Section 67 f is merely carrying out the general purposes of the act, of securing to the creditors the entire property of the bankrupt, reckoning as part of such property liens obtained by attaching creditors against real estate which had been transferred to another, though no deed had been actually executed and recorded.
The argument that section 67 f in question here refers only to liens upon property which, if such liens were annulled, would pass to the trustee of the bankrupt, we think is unsound, since that contingency is amply provided for by the prior clause of the section annulling all such liens, and providing that property affected thereby shall pass to the trustee as a part of the estate. Under the argument of the attaching creditors in this case, the subsequent clause would be entirely unnecessary. This clause evidently contemplates that attaching creditors may acquire liens upon property which would not pass to the bankrupt, if the liens were absolutely annulled, and therefore recognizes such liens, but extends their operation to the general creditors. Had no proceedings in bankruptcy been taken doubtless this property would have been sold for the benefit of the attaching creditors.

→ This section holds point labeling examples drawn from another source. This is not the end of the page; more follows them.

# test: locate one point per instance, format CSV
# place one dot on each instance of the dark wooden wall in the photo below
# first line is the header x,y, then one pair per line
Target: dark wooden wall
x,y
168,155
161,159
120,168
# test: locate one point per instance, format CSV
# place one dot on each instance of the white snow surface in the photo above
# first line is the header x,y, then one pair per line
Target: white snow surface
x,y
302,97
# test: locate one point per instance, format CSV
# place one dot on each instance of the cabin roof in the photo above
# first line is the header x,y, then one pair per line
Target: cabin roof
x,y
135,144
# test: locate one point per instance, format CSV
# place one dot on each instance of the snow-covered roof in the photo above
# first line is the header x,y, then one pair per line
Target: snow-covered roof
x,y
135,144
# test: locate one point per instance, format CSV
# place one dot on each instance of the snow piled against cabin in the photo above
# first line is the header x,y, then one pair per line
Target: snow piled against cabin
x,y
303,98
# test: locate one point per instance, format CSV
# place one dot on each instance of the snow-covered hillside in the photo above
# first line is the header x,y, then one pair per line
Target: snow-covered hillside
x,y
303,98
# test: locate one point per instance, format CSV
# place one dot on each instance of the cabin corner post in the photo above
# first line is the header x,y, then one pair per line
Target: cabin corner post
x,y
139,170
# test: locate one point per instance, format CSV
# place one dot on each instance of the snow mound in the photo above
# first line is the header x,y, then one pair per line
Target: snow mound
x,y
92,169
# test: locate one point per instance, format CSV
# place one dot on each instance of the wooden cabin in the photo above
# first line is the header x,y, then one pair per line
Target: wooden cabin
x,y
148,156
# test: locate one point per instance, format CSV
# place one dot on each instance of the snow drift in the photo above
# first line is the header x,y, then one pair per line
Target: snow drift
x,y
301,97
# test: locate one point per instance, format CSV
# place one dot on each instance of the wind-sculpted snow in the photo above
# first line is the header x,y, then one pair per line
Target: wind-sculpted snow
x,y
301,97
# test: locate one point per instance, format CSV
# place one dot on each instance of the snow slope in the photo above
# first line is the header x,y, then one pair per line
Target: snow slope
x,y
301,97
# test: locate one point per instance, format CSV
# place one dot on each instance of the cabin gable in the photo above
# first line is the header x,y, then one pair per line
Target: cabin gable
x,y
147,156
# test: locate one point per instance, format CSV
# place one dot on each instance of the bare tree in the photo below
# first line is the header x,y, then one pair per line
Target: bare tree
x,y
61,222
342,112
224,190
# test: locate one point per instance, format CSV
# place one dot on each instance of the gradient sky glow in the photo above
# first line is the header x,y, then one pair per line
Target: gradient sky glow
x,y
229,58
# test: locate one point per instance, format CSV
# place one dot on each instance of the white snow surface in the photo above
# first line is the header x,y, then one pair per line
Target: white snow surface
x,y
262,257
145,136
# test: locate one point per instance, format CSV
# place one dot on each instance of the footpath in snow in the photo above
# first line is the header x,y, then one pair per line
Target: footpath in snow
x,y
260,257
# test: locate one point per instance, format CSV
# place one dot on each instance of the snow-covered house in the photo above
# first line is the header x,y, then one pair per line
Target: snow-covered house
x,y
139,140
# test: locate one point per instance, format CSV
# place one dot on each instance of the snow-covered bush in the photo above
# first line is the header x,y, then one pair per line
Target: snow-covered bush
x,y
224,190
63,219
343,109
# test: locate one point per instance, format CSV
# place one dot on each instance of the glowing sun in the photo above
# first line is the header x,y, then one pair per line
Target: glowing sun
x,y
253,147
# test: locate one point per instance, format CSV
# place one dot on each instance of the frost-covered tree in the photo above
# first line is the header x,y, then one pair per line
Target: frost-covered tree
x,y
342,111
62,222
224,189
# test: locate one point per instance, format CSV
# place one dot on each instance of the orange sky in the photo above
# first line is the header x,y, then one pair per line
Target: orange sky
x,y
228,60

The general rule relied upon by the bank in this case, that the words "property of the bankrupt" mean only the property to which the bankrupt is beneficially entitled, and do not include property to which he has only a bare legal title, is perhaps justified by our decision in Hewitt v. Berlin Machine Works, 194 U.S. 296. But the extent to which the bankruptcy court shall recognize the rights obtained by creditors upon property attached as the property of the bankrupt, though in fact such property had been conveyed by an unrecorded contract, is a matter solely within the discretion of Congress. The liens acquired in this case were liens upon property, which as to attaching creditors was the property of the bankrupt, and Congress may lawfully insist that it shall be reckoned as a part of his estate, and pass to the trustee. As remarked by the Court of Appeals: "The rule that the trustee takes the estate of the bankrupt in the same plight as the bankrupt held it is not applicable to liens which although valid as to the bankrupt, are invalid as to creditors."
If the interest of Baird in this property were sold solely for the benefit of the attaching creditors, it would obviously result in a preference to those creditors over the general creditors of his estate, and in fraud of the bankruptcy act, which is designed to secure equality among all creditors.